C’era una volta la grande fabbrica che spopolava le nostre campagne, colline e montagne. Vinceva, in quel tempo, il mito dell’urbanizzazione, il mare di fredde ciminiere, il fiume di soldatini blu, amaramente cantati da Gipo Farassino.
Le Langhe e valli alpine erano il “mondo dei vinti” di Nuto Revelli, la “malora” di Beppe Fenoglio.

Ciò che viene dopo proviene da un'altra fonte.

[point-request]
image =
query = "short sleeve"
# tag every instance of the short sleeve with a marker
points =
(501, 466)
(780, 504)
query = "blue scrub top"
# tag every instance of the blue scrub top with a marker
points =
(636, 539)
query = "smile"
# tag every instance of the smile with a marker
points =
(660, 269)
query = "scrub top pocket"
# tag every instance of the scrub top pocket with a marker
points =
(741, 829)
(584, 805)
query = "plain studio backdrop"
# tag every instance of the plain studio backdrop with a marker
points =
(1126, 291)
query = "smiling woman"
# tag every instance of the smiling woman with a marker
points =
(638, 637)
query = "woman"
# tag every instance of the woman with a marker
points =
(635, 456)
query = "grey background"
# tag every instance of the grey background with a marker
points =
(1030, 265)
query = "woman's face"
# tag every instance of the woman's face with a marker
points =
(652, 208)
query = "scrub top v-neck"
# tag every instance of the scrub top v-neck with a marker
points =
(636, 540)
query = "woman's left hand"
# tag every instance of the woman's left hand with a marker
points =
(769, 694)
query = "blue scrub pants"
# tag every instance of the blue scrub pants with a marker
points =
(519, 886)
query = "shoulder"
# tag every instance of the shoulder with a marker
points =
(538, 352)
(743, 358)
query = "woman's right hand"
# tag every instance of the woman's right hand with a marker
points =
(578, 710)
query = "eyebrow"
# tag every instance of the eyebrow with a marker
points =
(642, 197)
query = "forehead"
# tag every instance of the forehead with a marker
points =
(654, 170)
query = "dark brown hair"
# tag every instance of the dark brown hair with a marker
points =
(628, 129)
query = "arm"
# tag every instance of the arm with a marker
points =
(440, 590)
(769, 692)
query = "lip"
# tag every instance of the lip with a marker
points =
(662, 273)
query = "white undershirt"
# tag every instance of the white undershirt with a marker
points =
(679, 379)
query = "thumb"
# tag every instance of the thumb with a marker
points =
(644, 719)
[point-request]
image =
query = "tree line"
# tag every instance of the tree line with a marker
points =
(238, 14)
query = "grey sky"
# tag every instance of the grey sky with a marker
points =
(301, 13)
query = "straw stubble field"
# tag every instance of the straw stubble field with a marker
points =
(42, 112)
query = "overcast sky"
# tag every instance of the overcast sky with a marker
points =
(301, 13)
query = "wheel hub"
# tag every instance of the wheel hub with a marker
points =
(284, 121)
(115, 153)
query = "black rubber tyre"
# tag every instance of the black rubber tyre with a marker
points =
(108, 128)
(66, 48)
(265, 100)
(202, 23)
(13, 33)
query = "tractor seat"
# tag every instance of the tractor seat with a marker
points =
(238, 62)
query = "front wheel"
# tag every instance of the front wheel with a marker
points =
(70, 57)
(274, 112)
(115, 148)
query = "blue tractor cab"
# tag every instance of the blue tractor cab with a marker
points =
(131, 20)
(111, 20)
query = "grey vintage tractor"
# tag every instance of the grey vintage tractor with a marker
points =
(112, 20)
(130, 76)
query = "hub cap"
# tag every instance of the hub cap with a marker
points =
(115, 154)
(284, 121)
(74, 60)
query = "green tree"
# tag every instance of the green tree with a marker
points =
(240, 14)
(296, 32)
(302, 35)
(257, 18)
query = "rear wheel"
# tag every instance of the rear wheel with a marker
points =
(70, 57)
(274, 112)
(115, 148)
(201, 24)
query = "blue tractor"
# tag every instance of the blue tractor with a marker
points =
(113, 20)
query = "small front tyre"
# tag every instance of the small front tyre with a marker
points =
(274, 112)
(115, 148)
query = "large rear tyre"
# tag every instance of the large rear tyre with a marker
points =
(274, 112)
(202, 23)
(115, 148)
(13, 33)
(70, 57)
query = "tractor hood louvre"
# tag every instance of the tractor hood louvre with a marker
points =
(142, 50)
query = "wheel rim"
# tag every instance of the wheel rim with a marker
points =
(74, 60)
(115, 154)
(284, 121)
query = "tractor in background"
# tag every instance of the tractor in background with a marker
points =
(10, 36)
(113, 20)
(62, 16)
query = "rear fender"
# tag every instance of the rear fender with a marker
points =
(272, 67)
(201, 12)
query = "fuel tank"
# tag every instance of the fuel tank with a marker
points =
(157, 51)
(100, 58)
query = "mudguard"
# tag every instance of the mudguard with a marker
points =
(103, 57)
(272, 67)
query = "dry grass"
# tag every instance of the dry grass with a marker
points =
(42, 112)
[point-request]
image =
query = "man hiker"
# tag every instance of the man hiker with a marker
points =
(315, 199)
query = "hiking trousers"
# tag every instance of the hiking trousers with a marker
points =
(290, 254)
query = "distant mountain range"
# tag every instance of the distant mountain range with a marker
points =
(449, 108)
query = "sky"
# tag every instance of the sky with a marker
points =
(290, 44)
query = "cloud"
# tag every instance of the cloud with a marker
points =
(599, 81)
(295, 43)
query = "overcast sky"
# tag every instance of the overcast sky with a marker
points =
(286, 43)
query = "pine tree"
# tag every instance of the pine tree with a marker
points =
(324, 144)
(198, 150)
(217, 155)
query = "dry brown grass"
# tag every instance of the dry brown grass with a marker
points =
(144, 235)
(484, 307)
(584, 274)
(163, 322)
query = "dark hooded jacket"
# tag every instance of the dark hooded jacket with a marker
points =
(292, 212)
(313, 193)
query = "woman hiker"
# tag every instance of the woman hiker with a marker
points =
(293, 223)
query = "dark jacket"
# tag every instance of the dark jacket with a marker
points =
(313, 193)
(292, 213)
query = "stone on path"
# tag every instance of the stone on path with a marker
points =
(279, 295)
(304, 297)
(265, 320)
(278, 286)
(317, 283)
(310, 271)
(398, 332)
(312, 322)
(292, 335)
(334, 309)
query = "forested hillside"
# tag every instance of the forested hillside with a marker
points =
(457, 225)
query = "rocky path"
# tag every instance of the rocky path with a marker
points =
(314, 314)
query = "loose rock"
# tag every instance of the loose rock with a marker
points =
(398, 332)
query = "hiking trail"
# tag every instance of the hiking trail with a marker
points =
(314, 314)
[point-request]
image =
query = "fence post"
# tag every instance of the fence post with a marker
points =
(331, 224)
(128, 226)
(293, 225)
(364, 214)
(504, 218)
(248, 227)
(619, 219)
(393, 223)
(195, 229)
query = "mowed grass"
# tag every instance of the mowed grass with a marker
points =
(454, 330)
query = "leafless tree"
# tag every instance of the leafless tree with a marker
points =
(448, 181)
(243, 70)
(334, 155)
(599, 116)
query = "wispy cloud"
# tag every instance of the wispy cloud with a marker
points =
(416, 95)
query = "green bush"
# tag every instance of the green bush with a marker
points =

Ma ora che la grande fabbrica non si sa più dove sia (in Italia o in America? In Olanda o in Gran Bretagna?) e gli stabilimenti languono semideserti nelle anonime periferie delle città, cosa rimane di quella travolgente sfida epocale promettente sviluppo e progresso? Qual è, oggi, il mondo dei vinti? La civiltà agricola, che è rimasta l’unica ad assumere, a creare nuove scuole e università, oppure quella dei “call-center” e della cassa integrazione?
Nei paesi della “Langa povera”, dove si prevede che nei prossimi cinque anni soltanto un’azienda agricola su quattro verrà rimpiazzata, si è bandito un concorso per aiutare le nuove generazioni a riappropriarsi della terra. Da terra marginale a terra originale, è il titolo del progetto, che fa dell’identità il suo elemento strategico. Quell’identità, sintetizzabile nel cibo, che anche nella malora agricola non è mai venuta meno e che, a quanto pare, le marginalità urbane non sono riuscite a darsi.
Una direzione nella quale si sta muovendo la Provincia di Cuneo, che ha significativamente messo in campo bandi per il reimpianto di castagneti di varietà locale e per l’apicoltura, due settori dove la domanda supera l’offerta, e dove i giovani e la montagna, privilegiati in graduatoria, possono giocare fino in fondo la loro partita delle opportunità.
Non vuol dire che l’agricoltura, soprattutto quella di montagna, sia il nuovo paradiso terrestre, pronto ad accogliere senza condizioni orde di umanità senza radici. Tuttavia, appare evidente che non tutte le marginalità sono uguali, proprio perchè il parametro del benessere non è soltanto economico, come dimostra da sempre la sopravvivenza della campagna.
Chissà che non tornino a ripopolarsi le vallate, se non nelle straordinarie proporzioni precedenti l’esodo, almeno quanto basta per cacciare i lupi, che hanno vita facile contro i greggi dei pochi pastori rimasti a presidiare le terre alte della ruralità.